Resident of France for tax purposes

" You have your tax residence in France if one of the following criteria is met:
- You have your household there or, if you do not have a household, it is the location of your main abode ...
- You have a professional activity in France, as an employee of otherwise, unless this activity is secondary ...
- The centre of your economic interests is in France ... "


Cyprus – France Tax Treaties

1. For the purposes of this Convention, the term “resident of a State” means any person who, under the laws of that State, is liable to tax therein by reason of his domicile, residence, place of management or any other criterion of a similar nature. But this term does not include any person who is liable to tax in that State in respect only of income from sources in that State or capital situated therein.

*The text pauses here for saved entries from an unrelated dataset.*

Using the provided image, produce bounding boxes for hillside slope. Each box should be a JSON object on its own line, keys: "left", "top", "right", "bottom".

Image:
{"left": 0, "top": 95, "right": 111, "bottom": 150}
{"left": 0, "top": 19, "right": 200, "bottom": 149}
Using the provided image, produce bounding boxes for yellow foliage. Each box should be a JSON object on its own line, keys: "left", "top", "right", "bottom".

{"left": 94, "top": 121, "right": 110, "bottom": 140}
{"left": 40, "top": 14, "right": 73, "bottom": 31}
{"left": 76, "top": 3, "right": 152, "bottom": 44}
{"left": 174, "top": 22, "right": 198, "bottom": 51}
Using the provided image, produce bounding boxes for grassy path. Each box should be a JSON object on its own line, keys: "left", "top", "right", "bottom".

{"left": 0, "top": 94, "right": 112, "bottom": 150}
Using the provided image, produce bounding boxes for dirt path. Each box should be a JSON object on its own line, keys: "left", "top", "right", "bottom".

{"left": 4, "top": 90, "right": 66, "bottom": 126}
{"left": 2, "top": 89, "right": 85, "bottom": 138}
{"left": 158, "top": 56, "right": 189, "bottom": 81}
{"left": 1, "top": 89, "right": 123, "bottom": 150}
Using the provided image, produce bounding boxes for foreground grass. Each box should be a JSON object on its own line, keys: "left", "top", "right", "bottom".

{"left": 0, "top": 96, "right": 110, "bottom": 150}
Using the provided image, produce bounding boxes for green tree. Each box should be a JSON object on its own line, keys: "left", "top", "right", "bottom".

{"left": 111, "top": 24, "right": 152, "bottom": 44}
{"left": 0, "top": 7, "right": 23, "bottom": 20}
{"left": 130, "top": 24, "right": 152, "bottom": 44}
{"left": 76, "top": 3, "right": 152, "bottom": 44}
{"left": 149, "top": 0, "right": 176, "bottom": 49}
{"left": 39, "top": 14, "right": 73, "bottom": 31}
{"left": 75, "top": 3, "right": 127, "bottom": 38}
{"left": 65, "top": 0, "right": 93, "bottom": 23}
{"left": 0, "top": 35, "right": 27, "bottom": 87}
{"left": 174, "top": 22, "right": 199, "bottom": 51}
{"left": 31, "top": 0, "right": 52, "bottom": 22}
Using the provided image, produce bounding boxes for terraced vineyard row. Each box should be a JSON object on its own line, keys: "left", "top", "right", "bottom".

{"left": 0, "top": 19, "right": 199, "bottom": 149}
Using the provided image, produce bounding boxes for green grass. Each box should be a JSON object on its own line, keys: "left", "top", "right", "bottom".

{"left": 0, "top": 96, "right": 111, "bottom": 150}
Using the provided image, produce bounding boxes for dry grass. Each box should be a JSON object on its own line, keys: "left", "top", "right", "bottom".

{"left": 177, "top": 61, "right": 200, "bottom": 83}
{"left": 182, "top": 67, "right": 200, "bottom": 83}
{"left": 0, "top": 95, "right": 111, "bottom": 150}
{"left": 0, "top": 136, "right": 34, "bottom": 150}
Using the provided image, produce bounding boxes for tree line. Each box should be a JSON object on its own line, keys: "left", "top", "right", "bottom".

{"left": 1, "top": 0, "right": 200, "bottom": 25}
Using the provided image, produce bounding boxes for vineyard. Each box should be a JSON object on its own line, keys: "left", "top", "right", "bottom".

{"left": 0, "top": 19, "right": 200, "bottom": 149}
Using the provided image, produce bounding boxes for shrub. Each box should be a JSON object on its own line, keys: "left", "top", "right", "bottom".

2. Where by reason of the provisions of paragraph 1 an individual is a resident of both States, then his status shall be determined as follows:

a. he shall be deemed to be a resident of the State in which he has a permanent home available to him; if he has a permanent home available to him in both States, he shall be deemed to be a resident of the State with which his personal and economic relations are closer (centre of vital interests);

b. if the State in which he has his centre of vital interests cannot be determined, or if he has not a permanent home available to him in either State, he shall be deemed to be a resident of the State in which he has an habitual abode;

c. if he has an habitual abode in both States or in neither of them, he shall be deemed
to be a resident of the State of which he is a national;

d. If he is a national of both States or of neither of them, the competent authorities of the States shall settle the question by mutual agreement.

3. Where by reason of the provisions of paragraph 1 a person other than an individual is a resident of both States, then it shall be deemed to be a resident of the State in which its place of effective management is situated.
 
Any possibility to not be considered tax resident in France with following criterias?
- You have a company in Cyprus
- You live 6+ months in Cyprus
- But you take a CDI (french unlimited employee contract)
- For work, you have to stay in France 3.5 months per year

Or is it possible to keep the taxation for the company (and other investments like stocks etc to take advantage of nice dividends incentive) in Cyprus & for the employment in France.

I don't know the FR-CY tax treaty, but typically, you would remain tax resident in Cyprus.
For the employment, it would typically work like this:
Employment income from a French job would also be taxable in Cyprus, except for work carried out physically in France. This would be taxable in France.
You would have to declare your total income in both countries to be taxed at the correct rate (e.g. if you earn €200k in total and €50k of that was earned in France, then you only pay tax in France on the €50k, but your tax rate will be calculated as if you earned the full €200k in France).
You send the employer a form A1 to prove that you are covered by social security in Cyprus, and then the French employer will have to pay for your social security in Cyprus. This is where it can get tricky, because it's an additional compliance issue for the employer and additional bureaucracy (they will have to deal with the CY social security office). That's why some employers may prefer to work with an EOR company like Deel to handle this for them. I would suggest that you don't mention this to them until after you have signed the contract.
Also, payroll taxes: Your French employer should probably only withhold payroll taxes at a lower rate, and then pay out the remaining salary tax free - it would probably be your responsibility to make sure the rest of the income is taxed correctly in Cyprus. But it's also possible that Cyprus says they should also pay payroll taxes in Cyprus, which would be an additional hassle for them.
More importantly, there is a risk that the French employer may withhold too much in payroll taxes because they don't know how to do this. Then it can take quite some time for you to get this refunded with your French tax return.

Also, your tax rate in Cyprus would also be calculated based on the full 200k, but you would only pay tax on the 150k earned outside France.

The 200k would be your total taxable income, including dividend income from other companies. Your dividend income would in other words not be taxed in France, but it would increase the tax you pay on the €50k that were earned physically in France.